Among those calling for a special election was Randy Ruedrich, the Republican Party chairman, who said in an e-mail message Thursday, “A special election will allow Alaskans to have a real, nonbiased, credible process where the most qualified person could win.”
On Wednesday, the Justice Department moved to drop all charges against Mr. Stevens, 85, citing what it called prosecutorial misconduct. He was convicted on seven felony counts of ethics violations just before he lost a bid for re-election in November. Judge Emmet G. Sullivan will determine whether to grant the department’s motion at a hearing scheduled for Tuesday in Washington.
Several hours after the Alaska Republican Party asked for a do-over election — and for Sen. Mark Begich’s (D) resignation — Gov. Sarah Palin (R) followed her party’s lead.
Alaska Democrats, not surprisingly, don’t find much merit in the idea. Begich explained that he began his campaign well before Stevens’ legal troubles, and was elected “because Alaskans were looking for a change and a senator as independent as Alaska.” The chairwoman of the Alaska Democratic Party added, “To imply that Alaskans didn’t know what they were voting on, is just plain wrong.
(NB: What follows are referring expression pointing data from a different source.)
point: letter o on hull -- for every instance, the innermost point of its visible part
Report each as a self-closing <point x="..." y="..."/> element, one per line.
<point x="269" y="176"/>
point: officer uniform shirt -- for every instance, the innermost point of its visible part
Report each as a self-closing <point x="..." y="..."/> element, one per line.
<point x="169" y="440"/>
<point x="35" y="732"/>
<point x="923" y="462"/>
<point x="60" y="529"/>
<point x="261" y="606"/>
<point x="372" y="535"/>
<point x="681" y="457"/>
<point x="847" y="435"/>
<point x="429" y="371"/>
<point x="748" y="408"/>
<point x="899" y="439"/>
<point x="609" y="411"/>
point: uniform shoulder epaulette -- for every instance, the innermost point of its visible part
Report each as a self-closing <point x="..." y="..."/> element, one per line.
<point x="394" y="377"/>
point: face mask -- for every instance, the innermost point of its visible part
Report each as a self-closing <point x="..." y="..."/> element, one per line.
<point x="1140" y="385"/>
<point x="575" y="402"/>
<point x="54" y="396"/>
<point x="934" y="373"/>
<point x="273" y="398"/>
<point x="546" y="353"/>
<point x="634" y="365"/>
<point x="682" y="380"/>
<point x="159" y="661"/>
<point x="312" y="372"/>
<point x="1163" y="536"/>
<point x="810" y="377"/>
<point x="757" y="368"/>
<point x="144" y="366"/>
Alaskans deserve to be treated with respect and their choice for senator honored. Even before all this came up, there was a strong feeling that it was time to move on and that Alaska needed new leadership.”
Even Sen. Lisa Murkowski (R) of Alaska agreed that “turning back the clock” is “not an option.”
Nor should it be. Would Stevens have won re-election if prosecutors had been more responsible? I haven’t the foggiest idea. Maybe Stevens would have been convicted anyway. Maybe voters were sick of Stevens’ nonsense and multiple scandals. It’s impossible to say what might have happened with any certainty, but that doesn’t change the fact that there was a legitimate election and the sitting senator won more votes.
Several years ago, Gary Condit sought re-election, despite prosecutors’ belief that he might have been involved in Chandra Levy’s murder. Condit was defeated, though police later cleared him in the case. Does he get a do-over election? Not so much.
Look, there’s no doubt that the prosecutors in Stevens’ trial badly mishandled the case. But let’s also not forget that Holder intervened, not because of Stevens’ innocence, but because of the misconduct in Bush’s Justice Department. To hear the media and Alaska Republicans tell it, Stevens was pure as the driven snow and would have won yet another term were it not for being railroaded by bungling lawyers.
In reality, as Zachary Roth explained yesterday, “[N]o one disputes that Stevens accepted hundreds of thousands of dollars worth of home renovations and gifts (remember that massage chair?) from a supporter who had a slew of business interests that Stevens was in a position to affect as a powerful federal lawmaker and appropriator. That’s what we call ‘corrupt.'”
Stevens gets to walk, and under the circumstances, that’s probably the right call. But this talk of a do-over election to preserve Stevens’ “honor” is without foundation in reality.